According to the sources, the priest was arrested in Estelí, after participating in the mass with Cardinal Brenes. Presumably, Father Alarcón was taken to the local police station, where he “was beaten on the orders of Senior Commissioner Alejandro Ruiz Martínez,” Estelí’s police chief.

Alarcón is the second foreign priest victim of the Ortega persecution against the Catholic Church in Nicaragua. Last Friday, the newspaper La Prensa reported that the dictatorship prevented Uruguayan priest Néstor Mendoza, parish priest of a church in Palacagüina, from the Diocese of Estelí, from entering the country. The Migration priest limited himself to telling him that his entry was prohibited.

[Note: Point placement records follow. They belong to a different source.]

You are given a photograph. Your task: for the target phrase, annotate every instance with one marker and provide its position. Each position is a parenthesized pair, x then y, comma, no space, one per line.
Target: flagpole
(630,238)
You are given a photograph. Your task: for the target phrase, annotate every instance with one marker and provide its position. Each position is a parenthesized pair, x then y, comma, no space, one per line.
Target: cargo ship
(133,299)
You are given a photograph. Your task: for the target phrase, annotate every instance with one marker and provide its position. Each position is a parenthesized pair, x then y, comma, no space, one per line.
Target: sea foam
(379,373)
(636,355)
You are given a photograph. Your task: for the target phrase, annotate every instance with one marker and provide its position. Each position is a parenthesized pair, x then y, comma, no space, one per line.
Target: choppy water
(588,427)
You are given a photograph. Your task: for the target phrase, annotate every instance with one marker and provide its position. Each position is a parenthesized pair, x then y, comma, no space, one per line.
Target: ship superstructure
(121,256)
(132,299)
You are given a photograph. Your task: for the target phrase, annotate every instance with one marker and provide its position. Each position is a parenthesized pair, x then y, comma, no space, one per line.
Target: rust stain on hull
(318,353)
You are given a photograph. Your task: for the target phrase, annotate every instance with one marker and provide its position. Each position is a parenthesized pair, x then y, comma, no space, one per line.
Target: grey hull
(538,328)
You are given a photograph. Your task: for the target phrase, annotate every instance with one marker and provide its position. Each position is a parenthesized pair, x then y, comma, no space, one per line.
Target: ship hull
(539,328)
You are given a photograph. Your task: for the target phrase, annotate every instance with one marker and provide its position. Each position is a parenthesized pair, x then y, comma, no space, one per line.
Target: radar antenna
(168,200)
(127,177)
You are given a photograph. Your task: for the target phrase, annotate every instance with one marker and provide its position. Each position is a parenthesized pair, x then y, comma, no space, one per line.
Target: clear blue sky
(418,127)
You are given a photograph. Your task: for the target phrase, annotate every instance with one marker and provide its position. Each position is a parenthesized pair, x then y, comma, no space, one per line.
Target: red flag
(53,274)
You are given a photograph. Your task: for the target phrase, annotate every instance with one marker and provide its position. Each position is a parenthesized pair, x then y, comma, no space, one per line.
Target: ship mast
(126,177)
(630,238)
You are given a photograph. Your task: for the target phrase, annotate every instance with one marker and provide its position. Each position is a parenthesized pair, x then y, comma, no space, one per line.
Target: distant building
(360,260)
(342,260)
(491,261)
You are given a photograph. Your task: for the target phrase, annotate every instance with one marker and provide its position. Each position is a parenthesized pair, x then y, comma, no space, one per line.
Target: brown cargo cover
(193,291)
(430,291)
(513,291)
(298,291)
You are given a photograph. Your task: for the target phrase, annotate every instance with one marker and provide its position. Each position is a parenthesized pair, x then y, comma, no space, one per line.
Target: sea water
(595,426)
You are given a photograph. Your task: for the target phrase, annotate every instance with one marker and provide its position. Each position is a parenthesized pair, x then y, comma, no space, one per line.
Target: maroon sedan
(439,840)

Néstor Mendoza, Uruguayan priest. Photo: Courtesy

Holy Week without processions

The Catholic Church of Nicaragua had started the celebrations of Holy Week without processions in the streets the day before, after the prohibition of the regime led by Daniel Ortega and his wife, Rosario Murillo.

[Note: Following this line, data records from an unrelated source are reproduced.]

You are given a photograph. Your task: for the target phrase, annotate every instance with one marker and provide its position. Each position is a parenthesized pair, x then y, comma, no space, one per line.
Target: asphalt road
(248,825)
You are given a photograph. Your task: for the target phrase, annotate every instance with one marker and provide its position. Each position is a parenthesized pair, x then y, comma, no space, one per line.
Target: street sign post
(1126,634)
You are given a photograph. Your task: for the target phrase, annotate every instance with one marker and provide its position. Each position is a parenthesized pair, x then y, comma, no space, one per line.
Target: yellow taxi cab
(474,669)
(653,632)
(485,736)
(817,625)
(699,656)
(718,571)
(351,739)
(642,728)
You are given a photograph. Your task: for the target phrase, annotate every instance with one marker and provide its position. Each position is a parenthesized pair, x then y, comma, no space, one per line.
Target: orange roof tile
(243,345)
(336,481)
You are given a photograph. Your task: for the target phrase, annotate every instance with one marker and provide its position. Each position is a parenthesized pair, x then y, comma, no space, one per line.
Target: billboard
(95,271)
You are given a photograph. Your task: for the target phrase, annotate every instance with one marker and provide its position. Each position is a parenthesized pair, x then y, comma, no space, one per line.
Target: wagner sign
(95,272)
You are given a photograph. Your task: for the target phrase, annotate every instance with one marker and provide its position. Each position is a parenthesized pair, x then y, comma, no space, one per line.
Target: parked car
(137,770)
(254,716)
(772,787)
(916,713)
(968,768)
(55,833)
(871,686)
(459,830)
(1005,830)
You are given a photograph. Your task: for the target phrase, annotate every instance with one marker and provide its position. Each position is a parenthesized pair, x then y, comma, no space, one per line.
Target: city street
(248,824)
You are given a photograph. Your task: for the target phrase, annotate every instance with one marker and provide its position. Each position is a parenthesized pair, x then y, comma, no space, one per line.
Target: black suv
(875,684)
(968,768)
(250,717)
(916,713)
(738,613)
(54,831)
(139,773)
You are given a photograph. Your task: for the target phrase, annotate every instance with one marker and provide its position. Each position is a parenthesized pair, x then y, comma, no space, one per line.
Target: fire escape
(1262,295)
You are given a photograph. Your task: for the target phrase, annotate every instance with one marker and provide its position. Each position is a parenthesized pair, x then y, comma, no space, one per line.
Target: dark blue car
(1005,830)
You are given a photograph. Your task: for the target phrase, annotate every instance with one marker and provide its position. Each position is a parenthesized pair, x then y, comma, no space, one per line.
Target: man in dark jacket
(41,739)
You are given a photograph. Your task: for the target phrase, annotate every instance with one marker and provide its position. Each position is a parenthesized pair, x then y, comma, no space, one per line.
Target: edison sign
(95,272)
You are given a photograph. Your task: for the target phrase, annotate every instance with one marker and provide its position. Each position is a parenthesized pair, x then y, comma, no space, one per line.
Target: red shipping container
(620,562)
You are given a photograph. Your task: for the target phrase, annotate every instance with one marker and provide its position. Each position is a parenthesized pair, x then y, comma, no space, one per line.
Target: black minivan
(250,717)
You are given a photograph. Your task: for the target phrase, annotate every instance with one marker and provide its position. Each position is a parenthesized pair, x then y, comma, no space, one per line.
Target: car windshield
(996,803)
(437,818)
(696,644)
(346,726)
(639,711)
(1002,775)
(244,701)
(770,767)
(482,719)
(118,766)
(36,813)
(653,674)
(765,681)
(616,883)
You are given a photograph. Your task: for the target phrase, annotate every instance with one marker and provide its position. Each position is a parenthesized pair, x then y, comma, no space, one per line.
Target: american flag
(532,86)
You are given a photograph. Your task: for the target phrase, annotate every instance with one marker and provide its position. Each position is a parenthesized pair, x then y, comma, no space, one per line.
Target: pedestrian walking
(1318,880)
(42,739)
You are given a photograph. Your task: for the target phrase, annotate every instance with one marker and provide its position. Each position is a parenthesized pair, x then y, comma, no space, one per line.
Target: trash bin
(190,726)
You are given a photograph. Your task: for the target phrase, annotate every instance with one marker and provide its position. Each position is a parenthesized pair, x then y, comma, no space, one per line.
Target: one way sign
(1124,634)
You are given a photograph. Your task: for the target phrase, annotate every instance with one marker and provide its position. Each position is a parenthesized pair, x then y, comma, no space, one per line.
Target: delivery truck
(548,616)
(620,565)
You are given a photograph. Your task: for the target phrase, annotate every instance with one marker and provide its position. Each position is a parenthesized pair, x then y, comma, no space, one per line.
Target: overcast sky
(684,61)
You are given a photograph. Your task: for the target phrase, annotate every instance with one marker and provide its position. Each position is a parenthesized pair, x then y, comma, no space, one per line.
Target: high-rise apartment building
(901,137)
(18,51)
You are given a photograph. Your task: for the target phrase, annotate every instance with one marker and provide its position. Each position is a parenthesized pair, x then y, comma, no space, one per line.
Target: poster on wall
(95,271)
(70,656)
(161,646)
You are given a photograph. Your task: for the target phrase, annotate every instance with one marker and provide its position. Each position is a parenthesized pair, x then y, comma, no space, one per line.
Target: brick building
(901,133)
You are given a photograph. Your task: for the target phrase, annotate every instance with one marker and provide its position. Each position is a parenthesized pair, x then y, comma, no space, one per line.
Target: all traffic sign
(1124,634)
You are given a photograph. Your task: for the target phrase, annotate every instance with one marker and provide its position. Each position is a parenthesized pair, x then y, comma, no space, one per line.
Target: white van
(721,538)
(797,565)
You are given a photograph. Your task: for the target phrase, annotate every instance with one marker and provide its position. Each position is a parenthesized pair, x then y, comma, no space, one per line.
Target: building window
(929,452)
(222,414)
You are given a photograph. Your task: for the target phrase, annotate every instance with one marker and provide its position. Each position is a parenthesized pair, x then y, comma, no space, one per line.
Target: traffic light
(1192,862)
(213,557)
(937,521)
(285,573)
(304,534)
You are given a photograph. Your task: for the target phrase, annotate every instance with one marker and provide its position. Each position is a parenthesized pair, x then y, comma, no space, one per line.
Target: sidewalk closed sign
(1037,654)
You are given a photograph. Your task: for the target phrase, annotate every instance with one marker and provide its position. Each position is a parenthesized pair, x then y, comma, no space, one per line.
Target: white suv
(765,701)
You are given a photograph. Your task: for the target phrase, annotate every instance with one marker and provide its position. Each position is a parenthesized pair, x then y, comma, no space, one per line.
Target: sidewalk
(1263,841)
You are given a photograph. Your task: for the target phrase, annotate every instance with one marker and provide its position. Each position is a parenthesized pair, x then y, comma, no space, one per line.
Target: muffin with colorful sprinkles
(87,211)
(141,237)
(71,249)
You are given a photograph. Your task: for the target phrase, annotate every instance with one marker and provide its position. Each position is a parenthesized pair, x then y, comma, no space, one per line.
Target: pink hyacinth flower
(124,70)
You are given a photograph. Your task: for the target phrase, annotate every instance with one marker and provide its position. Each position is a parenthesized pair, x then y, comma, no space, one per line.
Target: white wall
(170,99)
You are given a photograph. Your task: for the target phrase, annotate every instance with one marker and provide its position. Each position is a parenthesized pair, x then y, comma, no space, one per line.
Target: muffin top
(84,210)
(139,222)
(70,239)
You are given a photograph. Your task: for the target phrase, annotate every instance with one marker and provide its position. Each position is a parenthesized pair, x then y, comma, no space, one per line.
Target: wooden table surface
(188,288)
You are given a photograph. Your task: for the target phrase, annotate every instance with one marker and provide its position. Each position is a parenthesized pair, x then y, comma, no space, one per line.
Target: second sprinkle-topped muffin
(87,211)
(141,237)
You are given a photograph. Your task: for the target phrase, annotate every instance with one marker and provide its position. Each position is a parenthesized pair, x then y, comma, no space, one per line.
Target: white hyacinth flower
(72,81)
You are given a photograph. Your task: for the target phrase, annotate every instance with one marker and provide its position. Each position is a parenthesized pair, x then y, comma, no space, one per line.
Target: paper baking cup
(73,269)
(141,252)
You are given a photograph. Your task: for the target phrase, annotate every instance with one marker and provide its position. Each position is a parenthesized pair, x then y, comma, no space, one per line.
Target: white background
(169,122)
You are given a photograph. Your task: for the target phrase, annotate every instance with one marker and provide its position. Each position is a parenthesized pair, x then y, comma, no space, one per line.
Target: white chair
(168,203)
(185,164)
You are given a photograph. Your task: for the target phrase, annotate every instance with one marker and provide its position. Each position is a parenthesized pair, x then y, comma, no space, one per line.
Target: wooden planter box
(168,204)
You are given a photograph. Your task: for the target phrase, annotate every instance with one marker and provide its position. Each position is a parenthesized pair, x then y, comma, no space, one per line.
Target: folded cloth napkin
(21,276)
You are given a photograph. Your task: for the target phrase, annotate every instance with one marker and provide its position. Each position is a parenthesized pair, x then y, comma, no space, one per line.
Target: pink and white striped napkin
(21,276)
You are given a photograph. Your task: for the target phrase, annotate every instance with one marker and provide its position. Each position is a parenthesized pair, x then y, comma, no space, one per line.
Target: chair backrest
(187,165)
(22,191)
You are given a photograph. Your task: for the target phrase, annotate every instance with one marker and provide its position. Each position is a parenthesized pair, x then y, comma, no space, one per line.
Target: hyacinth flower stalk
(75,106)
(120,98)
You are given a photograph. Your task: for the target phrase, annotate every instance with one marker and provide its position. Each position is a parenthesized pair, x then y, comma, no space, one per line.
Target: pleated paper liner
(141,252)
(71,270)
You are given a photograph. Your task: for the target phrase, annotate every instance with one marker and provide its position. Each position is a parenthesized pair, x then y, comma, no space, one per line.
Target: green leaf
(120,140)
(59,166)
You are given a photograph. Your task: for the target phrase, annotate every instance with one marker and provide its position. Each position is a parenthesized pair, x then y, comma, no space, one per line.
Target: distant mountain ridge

The dictatorship —through its repressive arm, the National Police— has prohibited the Church from taking the saints to the streets since last February, when it did not authorize them to celebrate the Stations of the Cross processions during Lent. The police order was adopted after the president of Nicaragua and Supreme Chief of the National Police, Daniel Ortega, branded priests, bishops, cardinals and Pope Francis as a “mafia”.

The Bishop of the Diocese of León and Chinandega, René Sócrates Sándigo, explained then that the police authority only authorized the Via Crucis to be carried out internally or in the atrium of the parishes, but not in the streets.

The researcher Martha Patricia Molina calculates that more than 30 processions have been canceled so far this year, although she clarifies that “it is a conservative number”, taking into account that only the Archdiocese of Managua administers 118 parishes in the departments of Managua, Masaya and Carazo, and each one has its respective celebrations, in addition to the traditions of Holy Week.

In mid-March, the Vatican closed its diplomatic headquarters in Nicaragua, and its charge d’affaires in Managua, Monsignor Marcel Diouf, left the Central American country.

The Holy See made that decision after the Nicaraguan government unilaterally suspended, in mid-March, diplomatic relations with the Holy See, after Pope Francis described the regime in Nicaragua as a “Hitlerian dictatorship”, whose top leader , Daniel Ortega, commented —“with great respect”— that he suffers from “an imbalance”.

The holy father branded the Sandinista government in this way a month after the conviction of the Nicaraguan bishop Rolando Álvarez, sentenced to more than 26 years in prison for crimes considered “treason”, and that Ortega called him a “mafia”.